As descobertas, relatadas na revista “Scientific Reports”, sugerem que as práticas gastronômicas que remontam a milênios – digamos, cozinhar peru asteca, pozole de canjica ou o ensopado de feijão provavelmente servido na Última Ceia – podem ser reconstruídas analisando os compostos químicos que aderiram a e foram absorvidos pela cerâmica em que foram preparados.

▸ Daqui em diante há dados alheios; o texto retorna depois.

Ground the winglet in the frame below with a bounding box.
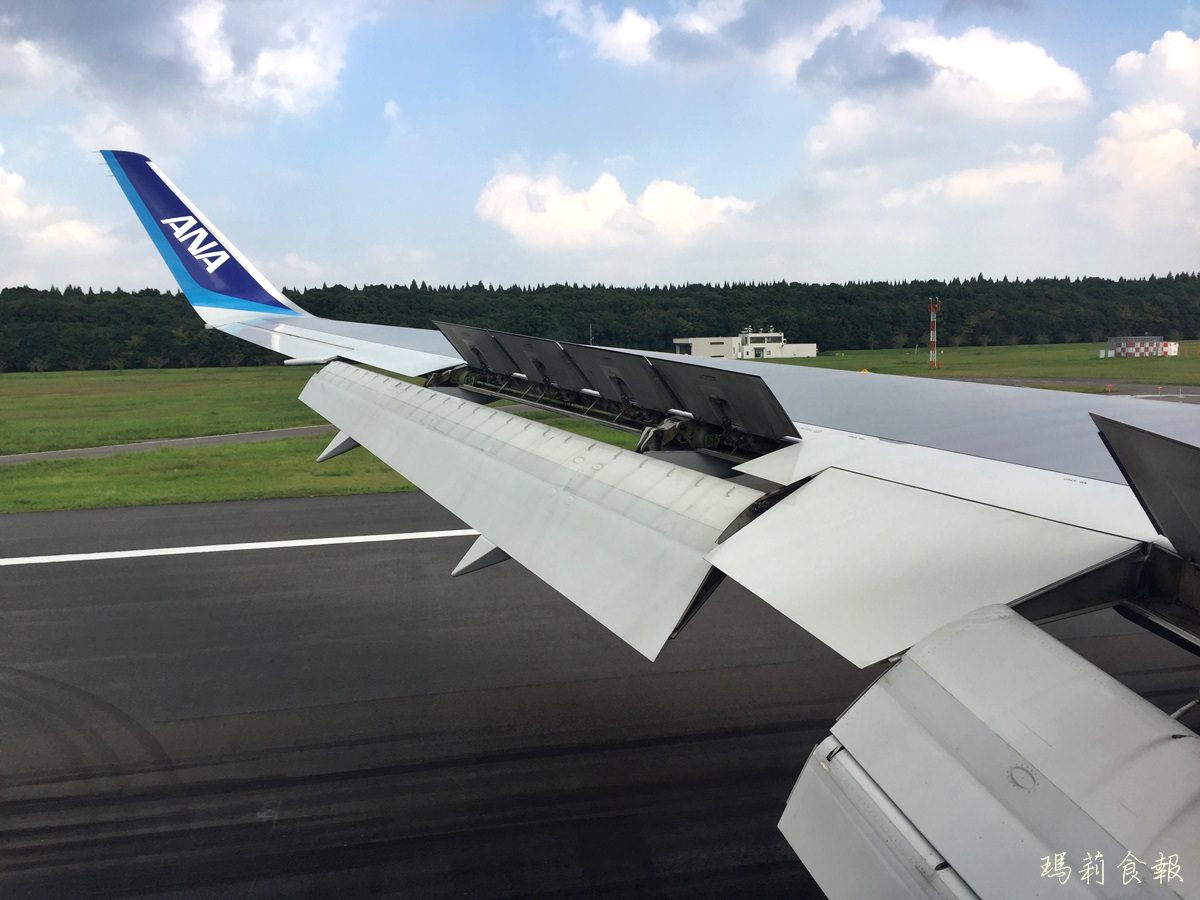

“Nossos dados podem nos ajudar a reconstruir melhor as refeições e ingredientes específicos que as pessoas consumiam no passado. Isso, por sua vez, pode lançar luz sobre as relações sociais, políticas e ambientais em comunidades antigas”, disse a coautora do estudo Melanie Miller, pesquisadora no Centro de Pesquisa Arqueológica de Berkeley e aluna de pós-doutorado na Universidade de Otago (Nova Zelândia).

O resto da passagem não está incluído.